Now, I am trying to make similar index using salmon. But I wonder where istranscriptome_hg38_gencodev23.fasta from? Is it gencode.v23.transcripts.fa.gz , or gencode.v23.pc_transcripts.fa.gz , or otherwise you made by yourself with other tools such as gffread?

This issue is essential, since most RNA seq data sets on TCGA are from ployA libraries. The reference file should include sequences with polyA such as coding genes, immunoglobulins, and even some pseudogenes, while sequences without polyA such as lncRNAs should be removed. gencode.v23.pc_transcripts.fa, in my opinion, is suitable for reference, rather than full transcript sets.

There is no transcriptome_hg38_gencodev23.fasta on GENCODE's ftp, then I wonder where is this file from?

wangshun1121 commented 5 years ago

gencode.v23.transcripts.fa.gz: ftp://ftp.ebi.ac.uk/pub/databases/gencode/Gencode_human/release_23/gencode.v23.transcripts.fa.gz

gencode.v23.pc_transcripts.fa.gz: ftp://ftp.ebi.ac.uk/pub/databases/gencode/Gencode_human/release_23/gencode.v23.pc_transcripts.fa.gz

wangshun1121 commented 5 years ago

You mentioned that:

Gencode v23 annotations were downloaded from Gencode. Comprehensive gene annotation (Regions=CHR) GTF was used to generate all additional reference input data.

However, using your Kallisto index, I tried to quantile transcript expression data. Here I'd like to share some transcripts are in Kallisto index, but not included in CHR comprehensive gene annotation:

ENST00000383212.4
ENST00000211372.9
ENST00000383108.6
and so on...

These transcripts can be seen in gencode.v23.chr_patch_hapl_scaff.annotation.gtf.gz

There are totally 15208 transcripts included in Kallisto index, but not included in gene annotation file.

jvivian commented 5 years ago

Dear @wangshun1121 ,

Thank you for your inquiry. I apologize this was not properly explained in the paper — I'll add a note in the documentation which reflects the following reply I made in an email a few months ago:

But there are also 15,208 extra transcripts in Xena set of identifiers while not in gencode v23 which I don’t understand how it is possible.

"When I was preparing for the large-scale compute I had a request to use the (comprehensive) superset of Gencode v23 which contains additional transcripts (second row) — in hindsight, I likely wouldn't have done this because it means the transcript results between RSEM and Kallisto are not 1:1 and it's confusing in general.
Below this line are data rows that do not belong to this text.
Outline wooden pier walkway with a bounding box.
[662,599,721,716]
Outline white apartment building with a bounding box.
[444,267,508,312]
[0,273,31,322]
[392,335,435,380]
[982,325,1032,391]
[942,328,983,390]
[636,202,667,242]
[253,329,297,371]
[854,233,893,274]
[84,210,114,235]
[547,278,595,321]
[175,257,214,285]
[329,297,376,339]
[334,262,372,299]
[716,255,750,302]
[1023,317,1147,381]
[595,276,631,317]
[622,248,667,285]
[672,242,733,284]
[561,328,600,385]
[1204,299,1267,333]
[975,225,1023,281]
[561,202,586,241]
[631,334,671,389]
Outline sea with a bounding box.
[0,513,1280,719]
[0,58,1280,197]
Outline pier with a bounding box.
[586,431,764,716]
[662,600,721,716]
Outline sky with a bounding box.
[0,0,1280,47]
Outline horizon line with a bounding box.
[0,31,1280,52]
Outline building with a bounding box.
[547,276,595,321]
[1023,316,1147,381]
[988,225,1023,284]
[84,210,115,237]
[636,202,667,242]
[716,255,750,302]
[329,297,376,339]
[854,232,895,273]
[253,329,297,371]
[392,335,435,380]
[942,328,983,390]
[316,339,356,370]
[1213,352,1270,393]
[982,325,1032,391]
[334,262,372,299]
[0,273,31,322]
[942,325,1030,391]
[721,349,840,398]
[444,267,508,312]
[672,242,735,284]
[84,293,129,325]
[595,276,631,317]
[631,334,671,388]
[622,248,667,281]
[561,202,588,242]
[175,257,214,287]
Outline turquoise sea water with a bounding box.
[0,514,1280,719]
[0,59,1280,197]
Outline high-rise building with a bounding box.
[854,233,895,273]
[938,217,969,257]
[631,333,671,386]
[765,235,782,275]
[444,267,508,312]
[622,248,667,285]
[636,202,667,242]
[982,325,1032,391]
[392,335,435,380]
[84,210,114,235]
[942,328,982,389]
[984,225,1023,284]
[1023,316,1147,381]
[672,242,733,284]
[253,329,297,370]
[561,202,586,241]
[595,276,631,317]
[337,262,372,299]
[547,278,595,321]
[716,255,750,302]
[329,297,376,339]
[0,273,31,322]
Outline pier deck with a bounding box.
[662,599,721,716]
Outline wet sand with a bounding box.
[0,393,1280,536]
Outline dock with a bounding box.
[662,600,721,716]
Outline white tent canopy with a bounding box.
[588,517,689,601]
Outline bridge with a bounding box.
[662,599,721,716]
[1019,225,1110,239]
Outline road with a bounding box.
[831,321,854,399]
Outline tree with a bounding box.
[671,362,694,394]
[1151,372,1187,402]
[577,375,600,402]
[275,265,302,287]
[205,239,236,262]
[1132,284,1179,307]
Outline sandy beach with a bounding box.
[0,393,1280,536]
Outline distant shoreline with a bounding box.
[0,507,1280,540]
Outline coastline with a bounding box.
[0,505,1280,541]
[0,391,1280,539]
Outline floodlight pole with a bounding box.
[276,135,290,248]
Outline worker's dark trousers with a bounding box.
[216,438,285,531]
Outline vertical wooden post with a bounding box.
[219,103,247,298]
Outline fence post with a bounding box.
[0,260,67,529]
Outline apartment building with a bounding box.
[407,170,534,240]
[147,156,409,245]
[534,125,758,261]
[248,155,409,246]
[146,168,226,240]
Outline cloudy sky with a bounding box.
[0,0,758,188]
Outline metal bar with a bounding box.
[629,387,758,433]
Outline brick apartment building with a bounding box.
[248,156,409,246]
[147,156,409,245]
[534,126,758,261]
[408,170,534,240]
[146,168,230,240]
To get the transcriptome to work with Kallisto I also had to remove the overlapping genes from the PAR locus (chrY:10,000-2,781,479 and chrY:56,887,902-57,217,415). The reference genome I used also had the alt alleles removed for mapping reasons.

If you check the transcripts that don't match the Gencode v23 CHR GTF file, they should almost all be alt alleles. "

There is no transcriptome_hg38_gencodev23.fasta on GENCODE's ftp, then I wonder where is this file from?

I made it myself with a BedToFasta tool that I've now replaced with TopHat2's "GTFtoFasta" tool, which you can see in the workflow's input generation here

I hope this answers your question and I apolgize for the confusion caused. Let me know if you have any other questions I can help with.